It’s a few days before the Sisterhood Summit — a daylong series of workshops, panels, discussions, and performances geared to young women and girls — and I am out of it. It’s not the “Oh Lawd I’m So Tired!” out of it that many of us (particularly women) face, but more of an existential out of it that can only be somewhat explained.
I’m excited about the work that The Black Girl Project has done for the last couple years. Hell, most of my friends feel that I don’t big myself up enough. From having decided that I wanted to make a movie, actually do it, then build a movement around it? Yeah, that’s awesome and I want to keep on building that movement, but there’s more for me — lots more. See, I had a plan, a plan that begin way back in 2007. I kept having the desire to make a documentary, leave my then-job to go teach at the college level, then allow that to serve as a springboard for me doing more of my own stuff. It started off well and I have three good years of teaching college students under my belt, but somewhere in there I gave into the fear.

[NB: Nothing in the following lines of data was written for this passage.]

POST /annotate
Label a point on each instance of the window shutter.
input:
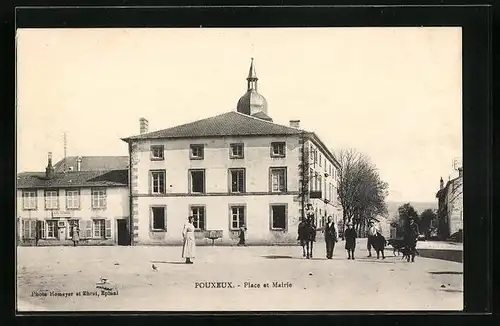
(32, 229)
(165, 223)
(108, 229)
(88, 229)
(26, 229)
(43, 232)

My plans were going well. I felt empowered. I was making conscious choices instead of being lead by the wind. I had lots more clarity, but then…I backslid. I got freaked out by the “not knowingness.” I began to doubt my abilities. I became frustrated and instead of allowing the goodness to come in, I resisted. Yup, I through up resistance like gang signs and easily slid back into a life that I pretty much didn’t care for. The only thing that I found any real joy in was homeschooling my daughter. How I do that with a full time job? It takes a village.
So there I was. I’ve spent the last year and a half pretty much jumping out of my skin — subconsciously knowing what to do, but allowing anxiety and fear beat on me like this. All that fear I embraced lead my back to square one. I wound up going back to work full time at the same institution I left initially, however, I found it to be a much different place. In the three years I had been away, I’d found ways and time to be creative, but that devolved into me stewing in my own juices and not being able to taste the soup. Shame on me.
Something else began happening in that year and a half. I began listening to myself a little more; spending time with myself early in the morning reading and writing; basically, I made a concerted effort to get right on the inside. This is not to say that I’ve figured it all out, because I haven’t. But I’m OK (at least, for now) without having it figured out, which is a huge step for me. Huge. I’ve also gone back to making conscious choices and not letting life lead me around and I’ve seen a remarkable difference.
So here I am. I’ve embraced my whole self and come out as an “educator, artist and mama.” Luckily, this pretty much encompasses all the work I’m doing and even interested in entertaining. I’ve stepped outside of every comfort zone I’ve had and am reaping wonderful rewards. And in a couple of weeks, my status at my job will be part-time so that I can stop using the job as a crutch and just go ahead with my bad self and be the awesome me that I’m ‘sposed to be.
In the past when I have leapt, the net has appeared. Why would this time be any different? In the true meaning of YOLO, I am only here for a finite time and I might as well really, really do what it is that I’m called to do, right?
At the end frantic texting session with my coach the morning that I wrote this, she sent me this message “Use what you have. You have tools. Use them and release the ‘I don’t know’ story.” Yeah, she got me got y’all. So that’s what I’m doing. One of my biggest tools is writing and this blog post has helped me gain some clarity along with added an extra layer of accountability — not to anyone else but myself.
I’ve set some pretty ambitious goals for myself and instead of backsliding once again, I’m going to have faith. I am standing firm and most importantly, I’m trusting myself.